The scope of the J. Fred Johnson Stadium project is being scaled back. Photo by Ned Jilton II.
KINGSPORT — The scope of the J. Fred Johnson Stadium project is being scaled back in light of contractor estimates coming in around $1 million more than the initial estimate from a New York-based design company working on the project.
The stadium project calls for major improvements to the 1942 grandstand, adding an upper deck with 1,500 new seats, a new press box and new areas for concessions, handicapped accessibility and restrooms along with wider aisles and hand rails, an elevator and new covered concourses.
The $4.2 million project also includes a 1,200-square-foot dressing room near first base for visiting football and baseball teams, with family bathrooms available for non-athletic events.
After more than a year of discussion, planning and wrangling back and forth on when the project should and would start, the Board of Mayor and Aldermen gave the go-ahead for the project to be bid.
However, Kingsport canceled the bid submission date scheduled for May 1.
“Once the contractors started crunching the numbers and getting close to the bid opening, (the project) was coming in substantially over budget,” explained Hank Clabaugh, city engineer and project manager for the project. “That’s why the city decided to step back, cancel the bid opening and look at some value engineering, ... some areas where we could save money.”
During the pre-bid conference, Clabaugh said the contractors informed the city the stadium project would likely cost in the $5.1 million to $5.3 million range. CHA Sports, a New York-based sports facility design company, had estimated the work to cost around $4.2 million.
CHA Sports has been working with Kingsport City Schools, the city of Kingsport and a citizens committee for more than a year on the project, coming up with conceptual drawings and designs, along with cost estimates for the work.
Clabaugh said CHA has gone back and looked at some cost-saving measures to bring the project in closer to budget.
“They found a different way they could do the foundation that’s going to save some money,” Clabaugh said. “They took out some steel from the project. Now, it’s going to be concrete with a brick veneer. They took out one of the stair towers and changed the handrails to a standard, galvanized finish.”
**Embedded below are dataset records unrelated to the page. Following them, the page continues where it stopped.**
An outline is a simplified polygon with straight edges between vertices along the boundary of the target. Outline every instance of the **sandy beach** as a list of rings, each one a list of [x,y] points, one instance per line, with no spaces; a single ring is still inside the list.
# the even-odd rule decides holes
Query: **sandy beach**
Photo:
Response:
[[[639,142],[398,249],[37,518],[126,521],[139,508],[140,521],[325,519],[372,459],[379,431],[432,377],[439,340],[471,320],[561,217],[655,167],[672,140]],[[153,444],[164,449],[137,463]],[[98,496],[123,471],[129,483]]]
Two other big changes: the 1,200-square-foot dressing room is now a bid alternate and the contract length has been extended to Aug. 1, 2014. Initially, those pushing the project had wanted it completed before the fall football season, or at least partially completed by then, with the remaining work done after football season was over.
Now, whoever gets the contract has more than a year to complete the work without having to hurry to finish the job.
“That’s going to save money. People will not have to work multiple crews with overtime. There’s not a rush to get it done and they can be as efficient as possible,” Clabaugh said.
A pre-bid meeting for the stadium work is scheduled for June 4 and bids will be accepted on June 13.
“The real aim and goal is to stay within the $4.2 million,” said Danny Karst, local developer and a member of the citizens committee working on the project. “I think if we get the bid and lock in the price, it will create more breathing room for those bidding, to have time (to complete the project) and wouldn’t be as likely for liquidated damages to happen.”
Though the committee has pushed for the expansion to be completed as soon as possible, Karst said he thinks the committee would be pleased if the project happens by 2014.
Though the stadium expansion project has hit a snag, the lighting project at the stadium is well under way and should be completed before Fun Fest. The $560,000 lighting project calls for the replacement of the existing light poles around the stadium with new ones.
Clabaugh said work started on this project two weeks ago, all of the foundations have been set and four of the new lights have been installed. Work is expected to wrap up by July 11. Reynolds Electrical Contractors of Dixon, Tenn., is performing the work.